Tim S. Roberts claimed the solution uses a simple substitution cipher and provided statistical reasoning:

P.S. Now droop beige weeds set in it – pure idiocy – one entire bed! Luigi Ccibunud luv’ngly tuned liuto studo two.

In December 2011, Richard Henderson, a Canadian cryptographer, claimed to have found the correct message encoded as a simple substitution cipher (with two letters as nulls). Some details remain unclear. His solution reads:

whY AM I VERY SAD, BELLE. I SAG AS WE SEE ROSES DO. E.E. IS EVER FOND OF U, DORA. I kNOw I PeN ONE I LOVe. All Of My Affection.
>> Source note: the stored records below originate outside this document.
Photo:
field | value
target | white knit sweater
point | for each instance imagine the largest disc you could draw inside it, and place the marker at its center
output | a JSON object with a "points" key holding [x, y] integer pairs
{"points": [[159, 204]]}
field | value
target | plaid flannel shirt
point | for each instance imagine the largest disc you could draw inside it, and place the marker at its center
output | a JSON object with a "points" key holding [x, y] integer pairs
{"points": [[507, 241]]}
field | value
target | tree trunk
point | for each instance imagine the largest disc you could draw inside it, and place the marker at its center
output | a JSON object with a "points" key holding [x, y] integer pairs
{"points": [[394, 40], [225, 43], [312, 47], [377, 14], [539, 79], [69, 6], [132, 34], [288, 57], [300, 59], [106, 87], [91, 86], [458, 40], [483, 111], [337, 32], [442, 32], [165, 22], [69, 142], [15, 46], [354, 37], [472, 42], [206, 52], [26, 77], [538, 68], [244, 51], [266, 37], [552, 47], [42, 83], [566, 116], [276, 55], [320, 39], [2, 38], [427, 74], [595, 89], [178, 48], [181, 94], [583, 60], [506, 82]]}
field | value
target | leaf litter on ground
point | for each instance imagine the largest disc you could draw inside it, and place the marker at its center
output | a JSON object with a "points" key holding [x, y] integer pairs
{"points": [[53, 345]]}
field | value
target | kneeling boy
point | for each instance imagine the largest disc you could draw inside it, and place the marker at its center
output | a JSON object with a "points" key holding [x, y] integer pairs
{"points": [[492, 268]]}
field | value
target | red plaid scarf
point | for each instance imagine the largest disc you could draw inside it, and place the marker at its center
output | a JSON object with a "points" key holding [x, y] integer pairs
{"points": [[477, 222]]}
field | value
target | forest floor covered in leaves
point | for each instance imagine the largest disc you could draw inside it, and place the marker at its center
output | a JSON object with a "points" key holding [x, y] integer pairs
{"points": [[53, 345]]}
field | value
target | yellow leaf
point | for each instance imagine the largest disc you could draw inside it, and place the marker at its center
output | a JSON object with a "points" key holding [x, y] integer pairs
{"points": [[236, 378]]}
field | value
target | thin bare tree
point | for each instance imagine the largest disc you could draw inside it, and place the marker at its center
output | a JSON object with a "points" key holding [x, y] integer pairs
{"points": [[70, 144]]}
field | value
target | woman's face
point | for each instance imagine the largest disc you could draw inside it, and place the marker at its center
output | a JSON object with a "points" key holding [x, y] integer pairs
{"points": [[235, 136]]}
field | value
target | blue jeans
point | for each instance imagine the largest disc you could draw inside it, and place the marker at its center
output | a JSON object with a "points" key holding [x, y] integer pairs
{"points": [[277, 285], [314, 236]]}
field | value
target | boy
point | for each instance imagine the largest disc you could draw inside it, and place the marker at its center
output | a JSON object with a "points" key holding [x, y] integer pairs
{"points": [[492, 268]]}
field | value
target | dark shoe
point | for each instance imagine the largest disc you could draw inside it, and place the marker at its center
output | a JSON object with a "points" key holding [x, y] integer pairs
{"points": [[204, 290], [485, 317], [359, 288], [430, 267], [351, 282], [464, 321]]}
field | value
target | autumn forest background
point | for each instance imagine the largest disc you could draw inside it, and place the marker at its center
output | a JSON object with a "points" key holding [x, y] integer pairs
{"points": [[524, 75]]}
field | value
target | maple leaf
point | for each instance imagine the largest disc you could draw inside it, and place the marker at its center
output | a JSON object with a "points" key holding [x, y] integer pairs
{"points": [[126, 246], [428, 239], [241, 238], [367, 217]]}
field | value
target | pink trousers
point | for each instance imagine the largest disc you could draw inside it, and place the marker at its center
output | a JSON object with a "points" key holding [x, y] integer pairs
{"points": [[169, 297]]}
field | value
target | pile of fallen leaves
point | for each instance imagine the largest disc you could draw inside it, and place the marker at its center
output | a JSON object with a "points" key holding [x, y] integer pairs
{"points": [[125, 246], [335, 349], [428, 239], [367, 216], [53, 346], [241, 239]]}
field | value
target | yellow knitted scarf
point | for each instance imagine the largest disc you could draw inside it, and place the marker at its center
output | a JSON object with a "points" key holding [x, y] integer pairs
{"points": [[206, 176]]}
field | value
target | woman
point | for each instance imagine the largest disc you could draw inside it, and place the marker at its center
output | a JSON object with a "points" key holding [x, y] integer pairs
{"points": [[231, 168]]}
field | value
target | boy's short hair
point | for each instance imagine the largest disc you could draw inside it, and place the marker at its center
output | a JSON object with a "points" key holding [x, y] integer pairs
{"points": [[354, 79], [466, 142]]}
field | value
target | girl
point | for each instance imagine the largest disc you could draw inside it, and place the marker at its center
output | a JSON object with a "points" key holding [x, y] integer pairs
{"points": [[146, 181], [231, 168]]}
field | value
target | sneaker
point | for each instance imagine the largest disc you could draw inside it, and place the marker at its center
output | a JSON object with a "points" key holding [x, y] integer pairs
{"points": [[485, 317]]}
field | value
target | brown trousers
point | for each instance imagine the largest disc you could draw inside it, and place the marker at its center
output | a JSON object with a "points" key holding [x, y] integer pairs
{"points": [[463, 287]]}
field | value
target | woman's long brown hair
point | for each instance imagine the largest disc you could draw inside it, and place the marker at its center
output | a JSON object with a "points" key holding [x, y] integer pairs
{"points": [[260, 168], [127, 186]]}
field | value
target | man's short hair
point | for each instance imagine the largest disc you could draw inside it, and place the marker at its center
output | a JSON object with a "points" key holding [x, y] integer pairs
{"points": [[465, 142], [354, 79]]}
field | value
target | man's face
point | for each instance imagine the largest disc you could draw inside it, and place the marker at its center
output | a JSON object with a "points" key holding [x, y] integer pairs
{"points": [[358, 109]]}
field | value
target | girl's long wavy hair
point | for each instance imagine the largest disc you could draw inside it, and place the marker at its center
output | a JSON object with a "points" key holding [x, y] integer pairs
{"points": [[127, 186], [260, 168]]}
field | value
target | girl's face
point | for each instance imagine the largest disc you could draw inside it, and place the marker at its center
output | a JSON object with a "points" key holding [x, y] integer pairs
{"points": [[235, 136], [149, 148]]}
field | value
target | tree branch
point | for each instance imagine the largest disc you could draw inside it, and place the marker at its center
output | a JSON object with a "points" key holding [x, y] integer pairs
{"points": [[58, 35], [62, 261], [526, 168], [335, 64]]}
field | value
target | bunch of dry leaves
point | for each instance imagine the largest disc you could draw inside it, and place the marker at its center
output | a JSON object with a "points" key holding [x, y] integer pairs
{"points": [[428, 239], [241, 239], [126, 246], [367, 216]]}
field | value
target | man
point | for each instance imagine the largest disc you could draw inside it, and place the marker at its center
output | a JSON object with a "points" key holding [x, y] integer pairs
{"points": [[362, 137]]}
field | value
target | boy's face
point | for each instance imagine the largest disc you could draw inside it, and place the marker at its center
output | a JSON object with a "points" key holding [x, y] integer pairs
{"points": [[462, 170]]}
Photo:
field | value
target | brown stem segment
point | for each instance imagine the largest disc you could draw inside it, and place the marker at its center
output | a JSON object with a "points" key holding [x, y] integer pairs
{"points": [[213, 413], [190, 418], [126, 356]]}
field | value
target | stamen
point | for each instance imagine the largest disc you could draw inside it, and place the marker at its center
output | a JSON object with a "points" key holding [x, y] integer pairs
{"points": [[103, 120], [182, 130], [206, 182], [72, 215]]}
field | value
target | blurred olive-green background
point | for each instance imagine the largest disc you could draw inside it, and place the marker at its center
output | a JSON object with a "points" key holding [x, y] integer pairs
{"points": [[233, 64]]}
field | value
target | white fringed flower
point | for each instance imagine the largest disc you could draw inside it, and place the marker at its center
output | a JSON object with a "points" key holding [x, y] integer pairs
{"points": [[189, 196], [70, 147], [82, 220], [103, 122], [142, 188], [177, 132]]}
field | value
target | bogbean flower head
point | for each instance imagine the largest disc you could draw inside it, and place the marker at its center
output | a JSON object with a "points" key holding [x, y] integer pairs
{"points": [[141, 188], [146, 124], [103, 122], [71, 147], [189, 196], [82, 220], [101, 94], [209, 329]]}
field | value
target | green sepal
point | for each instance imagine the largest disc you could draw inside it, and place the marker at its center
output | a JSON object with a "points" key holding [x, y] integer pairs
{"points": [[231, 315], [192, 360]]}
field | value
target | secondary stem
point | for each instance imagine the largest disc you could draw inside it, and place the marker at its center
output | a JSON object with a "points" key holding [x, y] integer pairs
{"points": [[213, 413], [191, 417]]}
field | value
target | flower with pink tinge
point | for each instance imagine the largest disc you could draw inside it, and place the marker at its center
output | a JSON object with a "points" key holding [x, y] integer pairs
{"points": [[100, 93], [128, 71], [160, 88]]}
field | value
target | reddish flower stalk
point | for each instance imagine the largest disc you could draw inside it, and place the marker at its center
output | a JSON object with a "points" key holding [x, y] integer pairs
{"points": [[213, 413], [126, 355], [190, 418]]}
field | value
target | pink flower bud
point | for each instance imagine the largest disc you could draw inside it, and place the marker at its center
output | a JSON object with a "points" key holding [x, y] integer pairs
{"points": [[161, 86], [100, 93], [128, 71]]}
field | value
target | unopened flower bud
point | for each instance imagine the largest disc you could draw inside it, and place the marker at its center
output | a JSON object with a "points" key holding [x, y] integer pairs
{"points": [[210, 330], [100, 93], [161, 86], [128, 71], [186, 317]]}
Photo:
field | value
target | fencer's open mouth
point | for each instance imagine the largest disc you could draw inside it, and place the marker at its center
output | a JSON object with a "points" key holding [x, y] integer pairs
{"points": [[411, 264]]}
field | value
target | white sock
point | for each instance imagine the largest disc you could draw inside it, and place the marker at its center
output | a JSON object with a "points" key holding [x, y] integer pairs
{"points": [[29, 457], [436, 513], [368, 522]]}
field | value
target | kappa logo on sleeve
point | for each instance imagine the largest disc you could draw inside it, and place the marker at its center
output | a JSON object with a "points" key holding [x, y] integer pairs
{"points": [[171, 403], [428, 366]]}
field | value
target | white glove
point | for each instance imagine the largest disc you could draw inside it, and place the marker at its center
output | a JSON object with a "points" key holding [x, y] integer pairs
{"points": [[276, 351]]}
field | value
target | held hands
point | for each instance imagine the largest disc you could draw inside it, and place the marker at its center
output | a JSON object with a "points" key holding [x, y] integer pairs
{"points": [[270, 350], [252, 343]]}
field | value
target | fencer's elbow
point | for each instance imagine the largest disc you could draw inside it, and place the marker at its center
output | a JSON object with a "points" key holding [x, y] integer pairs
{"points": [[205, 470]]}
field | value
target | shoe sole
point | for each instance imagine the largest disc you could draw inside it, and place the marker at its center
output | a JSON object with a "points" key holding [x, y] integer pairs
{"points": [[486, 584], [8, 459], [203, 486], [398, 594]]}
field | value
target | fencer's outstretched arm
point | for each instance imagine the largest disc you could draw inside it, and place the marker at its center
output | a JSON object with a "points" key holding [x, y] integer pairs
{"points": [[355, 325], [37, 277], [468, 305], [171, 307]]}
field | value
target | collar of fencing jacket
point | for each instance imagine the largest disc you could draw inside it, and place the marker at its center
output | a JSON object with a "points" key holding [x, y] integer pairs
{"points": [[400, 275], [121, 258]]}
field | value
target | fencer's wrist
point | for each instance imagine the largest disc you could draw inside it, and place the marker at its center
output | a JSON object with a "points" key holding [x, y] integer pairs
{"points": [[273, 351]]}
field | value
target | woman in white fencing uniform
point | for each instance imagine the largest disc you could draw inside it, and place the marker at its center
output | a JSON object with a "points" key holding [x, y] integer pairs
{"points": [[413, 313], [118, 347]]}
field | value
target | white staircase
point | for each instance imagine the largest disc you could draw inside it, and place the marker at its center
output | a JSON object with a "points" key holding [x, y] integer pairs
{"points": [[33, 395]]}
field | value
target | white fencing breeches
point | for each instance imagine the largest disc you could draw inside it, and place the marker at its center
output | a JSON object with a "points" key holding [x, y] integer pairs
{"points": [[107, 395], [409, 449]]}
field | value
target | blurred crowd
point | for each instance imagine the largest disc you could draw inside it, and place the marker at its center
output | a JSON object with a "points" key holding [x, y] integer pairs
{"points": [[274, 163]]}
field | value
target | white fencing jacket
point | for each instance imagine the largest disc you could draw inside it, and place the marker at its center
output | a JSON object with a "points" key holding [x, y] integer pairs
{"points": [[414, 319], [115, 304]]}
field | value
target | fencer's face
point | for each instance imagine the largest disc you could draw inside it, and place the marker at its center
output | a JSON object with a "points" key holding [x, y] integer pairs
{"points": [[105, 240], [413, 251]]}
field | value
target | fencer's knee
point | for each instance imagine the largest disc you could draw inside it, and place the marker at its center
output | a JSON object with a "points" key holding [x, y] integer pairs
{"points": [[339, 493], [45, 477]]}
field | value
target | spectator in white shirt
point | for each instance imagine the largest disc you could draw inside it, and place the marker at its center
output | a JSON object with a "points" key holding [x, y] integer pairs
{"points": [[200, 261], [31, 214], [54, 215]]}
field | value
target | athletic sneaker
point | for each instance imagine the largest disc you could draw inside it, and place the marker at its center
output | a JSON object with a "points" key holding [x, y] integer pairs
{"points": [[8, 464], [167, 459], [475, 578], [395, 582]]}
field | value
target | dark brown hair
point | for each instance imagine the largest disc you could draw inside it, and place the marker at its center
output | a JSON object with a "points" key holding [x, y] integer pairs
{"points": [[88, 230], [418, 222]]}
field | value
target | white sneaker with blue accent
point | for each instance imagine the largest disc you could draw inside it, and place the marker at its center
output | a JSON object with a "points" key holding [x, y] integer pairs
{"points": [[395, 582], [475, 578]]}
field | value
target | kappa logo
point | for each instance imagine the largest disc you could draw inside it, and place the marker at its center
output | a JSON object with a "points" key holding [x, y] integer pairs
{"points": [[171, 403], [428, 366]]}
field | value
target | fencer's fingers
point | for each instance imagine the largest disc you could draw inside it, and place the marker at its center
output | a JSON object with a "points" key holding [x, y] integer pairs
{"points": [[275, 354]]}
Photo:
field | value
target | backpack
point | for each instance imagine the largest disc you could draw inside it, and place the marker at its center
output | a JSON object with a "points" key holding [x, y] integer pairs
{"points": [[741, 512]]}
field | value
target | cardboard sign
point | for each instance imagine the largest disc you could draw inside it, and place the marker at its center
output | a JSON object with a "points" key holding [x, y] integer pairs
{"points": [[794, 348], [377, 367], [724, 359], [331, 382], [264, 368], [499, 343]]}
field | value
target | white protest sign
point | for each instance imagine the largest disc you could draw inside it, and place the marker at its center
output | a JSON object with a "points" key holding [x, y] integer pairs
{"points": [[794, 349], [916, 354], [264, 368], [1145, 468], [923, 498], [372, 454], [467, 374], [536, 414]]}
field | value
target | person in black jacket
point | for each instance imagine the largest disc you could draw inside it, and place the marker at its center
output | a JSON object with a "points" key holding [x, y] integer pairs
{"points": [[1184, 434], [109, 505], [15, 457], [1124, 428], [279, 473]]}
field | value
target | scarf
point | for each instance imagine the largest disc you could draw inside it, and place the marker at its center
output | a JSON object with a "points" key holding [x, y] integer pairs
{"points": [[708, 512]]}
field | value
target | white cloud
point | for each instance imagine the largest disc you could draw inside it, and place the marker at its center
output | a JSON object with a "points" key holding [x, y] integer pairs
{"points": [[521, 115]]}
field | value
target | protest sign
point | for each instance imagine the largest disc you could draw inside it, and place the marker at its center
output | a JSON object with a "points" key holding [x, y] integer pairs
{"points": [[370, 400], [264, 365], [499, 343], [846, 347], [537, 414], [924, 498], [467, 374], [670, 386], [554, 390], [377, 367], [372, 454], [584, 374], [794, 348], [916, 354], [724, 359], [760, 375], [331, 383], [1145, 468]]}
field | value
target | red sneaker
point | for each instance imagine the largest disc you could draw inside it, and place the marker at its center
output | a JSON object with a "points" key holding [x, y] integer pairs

In July 2020, Wayne Packwood published a complete decryption in the journal Musical Opinion:

A WOMAN IS LIKE CHESS ONE HAS TO MAKE MANY SACRIFICES FOR ITS QUEEN IT IS VICTORY SHE COMMANDS NOT DO BETTER

The secondary message, identified as the word "RATS," was believed by Packwood to be a playful acknowledgment from Sir Edward to the person who broke his cipher. Packwood’s method involved rearranging the cipher based on the position of dots, which he linked to a conductor’s baton. He then shifted the values of each symbol until a message appeared. The reasoning behind the pattern of shifts is not explained.

In a 2023 study, Viktor Wase used computer algorithms to analyze the Dorabella cipher. He concluded it is unlikely to be a monoalphabetic substitution cipher in English or Latin. This was determined by showing that such algorithms can solve shorter ciphers but fail to solve the Dorabella cipher.

2007 Elgar Society Competition

In 2007, the Elgar Society announced a Dorabella Cipher Competition to celebrate the 150th anniversary of Elgar's birth. Many entries were received, but none were considered successful. Some submissions included thorough and creative analysis. However, these attempts often resulted in random letter sequences. The outcomes appeared as nonsensical phrases, similar to what might be created from any group of unrelated letters.